Man ließ ihn eilends taufen   und einen Namen nehmen:
Gunther, nach seinem Oheim,   des durft er sich nicht schämen.
Geriet er nach den Freunden,   so musst ihm wohlergehn:
Er ward mit Fleiß erzogen;   so sollt es billig geschehn. (737)

In denselben Zeiten   starb Frau Siegelind:
Da nahm die volle Herrschaft   der edeln Ute Kind,
Wie sie der reichen Frauen   geziemte wohl im Land.
Es ward genug beweinet,   dass der Tod sie hatt entwandt. (738)

Nun hatt auch dort am Rheine,   wie wir hören sagen,
Dem reichen König Gunther   einen Sohn getragen
Brunhild die schöne   in Burgondenland.
Dem Helden zu Liebe   ward er Siegfried genannt. (739)

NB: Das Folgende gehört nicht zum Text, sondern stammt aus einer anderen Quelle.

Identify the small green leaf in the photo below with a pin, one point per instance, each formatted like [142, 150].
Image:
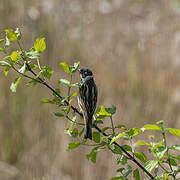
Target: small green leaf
[136, 174]
[92, 156]
[74, 94]
[7, 44]
[142, 143]
[102, 112]
[44, 101]
[150, 165]
[40, 45]
[32, 54]
[141, 156]
[128, 171]
[16, 56]
[173, 131]
[120, 170]
[121, 127]
[64, 81]
[11, 35]
[116, 150]
[4, 63]
[73, 145]
[173, 162]
[46, 71]
[58, 114]
[152, 127]
[111, 110]
[133, 132]
[117, 178]
[96, 137]
[8, 58]
[14, 84]
[81, 132]
[7, 70]
[175, 147]
[122, 160]
[74, 132]
[65, 67]
[23, 68]
[1, 40]
[18, 33]
[127, 148]
[117, 137]
[75, 67]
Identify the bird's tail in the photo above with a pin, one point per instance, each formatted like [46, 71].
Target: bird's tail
[88, 129]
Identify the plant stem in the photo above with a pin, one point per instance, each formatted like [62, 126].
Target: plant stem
[79, 113]
[112, 126]
[167, 153]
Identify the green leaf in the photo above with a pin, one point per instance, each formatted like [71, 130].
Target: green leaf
[173, 131]
[133, 132]
[73, 145]
[104, 129]
[142, 143]
[65, 67]
[32, 54]
[102, 112]
[150, 165]
[40, 45]
[58, 114]
[173, 162]
[15, 56]
[64, 81]
[44, 101]
[160, 151]
[136, 174]
[1, 40]
[141, 156]
[74, 132]
[7, 70]
[120, 170]
[122, 160]
[4, 63]
[18, 33]
[7, 44]
[111, 110]
[96, 137]
[117, 137]
[81, 132]
[8, 58]
[92, 156]
[117, 178]
[23, 68]
[127, 148]
[128, 171]
[11, 35]
[14, 84]
[121, 127]
[152, 127]
[46, 71]
[175, 147]
[75, 67]
[116, 150]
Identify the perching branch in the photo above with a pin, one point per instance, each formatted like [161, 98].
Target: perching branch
[95, 126]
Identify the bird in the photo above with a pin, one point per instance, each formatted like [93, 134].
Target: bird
[87, 99]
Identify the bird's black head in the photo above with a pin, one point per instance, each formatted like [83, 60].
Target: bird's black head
[84, 72]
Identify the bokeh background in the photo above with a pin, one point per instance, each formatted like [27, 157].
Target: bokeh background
[133, 48]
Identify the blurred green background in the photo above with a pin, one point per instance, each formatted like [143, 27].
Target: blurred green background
[133, 48]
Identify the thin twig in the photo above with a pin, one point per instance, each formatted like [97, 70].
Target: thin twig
[79, 113]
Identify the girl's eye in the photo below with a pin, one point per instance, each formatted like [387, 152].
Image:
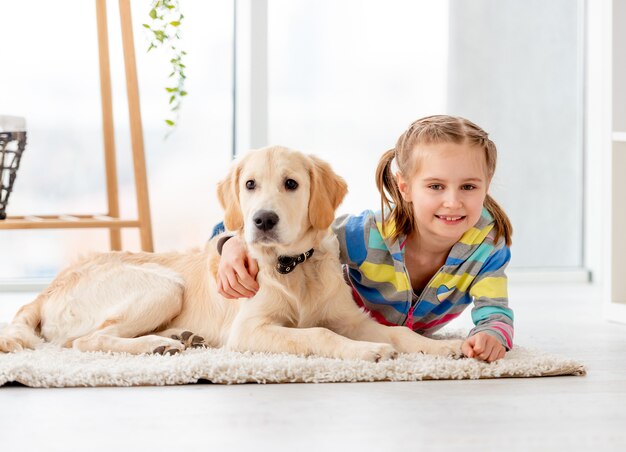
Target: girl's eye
[291, 184]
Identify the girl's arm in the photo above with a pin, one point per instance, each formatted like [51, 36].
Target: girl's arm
[491, 313]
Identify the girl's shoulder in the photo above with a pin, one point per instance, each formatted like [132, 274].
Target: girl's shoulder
[362, 234]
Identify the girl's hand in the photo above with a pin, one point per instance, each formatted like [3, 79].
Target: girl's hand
[236, 272]
[483, 346]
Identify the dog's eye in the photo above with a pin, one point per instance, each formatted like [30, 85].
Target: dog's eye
[291, 184]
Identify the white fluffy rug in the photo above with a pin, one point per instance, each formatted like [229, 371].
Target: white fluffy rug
[51, 366]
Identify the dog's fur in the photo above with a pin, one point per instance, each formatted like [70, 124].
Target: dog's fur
[166, 302]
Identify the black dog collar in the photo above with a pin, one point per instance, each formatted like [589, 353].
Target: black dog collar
[286, 264]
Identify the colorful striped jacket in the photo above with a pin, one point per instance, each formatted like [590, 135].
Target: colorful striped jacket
[473, 271]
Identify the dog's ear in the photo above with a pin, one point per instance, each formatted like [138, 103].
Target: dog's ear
[228, 195]
[327, 191]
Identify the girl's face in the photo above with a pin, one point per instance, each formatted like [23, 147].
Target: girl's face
[448, 190]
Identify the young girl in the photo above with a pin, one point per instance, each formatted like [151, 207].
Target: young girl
[439, 242]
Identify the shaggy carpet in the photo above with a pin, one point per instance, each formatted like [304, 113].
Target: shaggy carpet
[52, 366]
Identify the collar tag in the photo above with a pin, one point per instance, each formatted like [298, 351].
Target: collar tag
[286, 264]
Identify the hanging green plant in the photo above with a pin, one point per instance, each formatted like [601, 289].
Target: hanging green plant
[164, 31]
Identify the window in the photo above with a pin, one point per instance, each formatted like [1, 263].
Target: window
[50, 76]
[346, 79]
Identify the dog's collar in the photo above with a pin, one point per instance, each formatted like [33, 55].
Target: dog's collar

* Mit welchen Sorgen immer   man sein hüten hieß!
Gunther ihn, der edle,   Hofmeistern ließ,
Die ihn wohl ziehen konnten   zu einem biedern Mann.
Hei, was ihm bald das Unglück   der Verwandten abgewann! (740)

Zu allen Zeiten Märe   ward so viel gesagt,
Wie so lobenswürdig   die Degen unverzagt
Zu allen Stunden lebten   in Siegmundens Land:
So lebt' auch König Gunther   mit seinen Freunden auserkannt. (741)

Das Land der Niebelungen   war Siegfried untertan
(Keiner seiner Freunde   je größer Gut gewann),
Desgleichen Schilbungs Recken   und beider Land und Gut:
Drum stand dem kühnen Siegfried   desto höher der Mut. (742)

Hort den allermeisten,   den je ein Held gewann,
Nach den ersten Herren,   besaß der kühne Mann,
Den vor einem Berge   seine Hand erwarb im Streit:
Er schlug darum zu Tode   manchen Ritter allbereit. (743)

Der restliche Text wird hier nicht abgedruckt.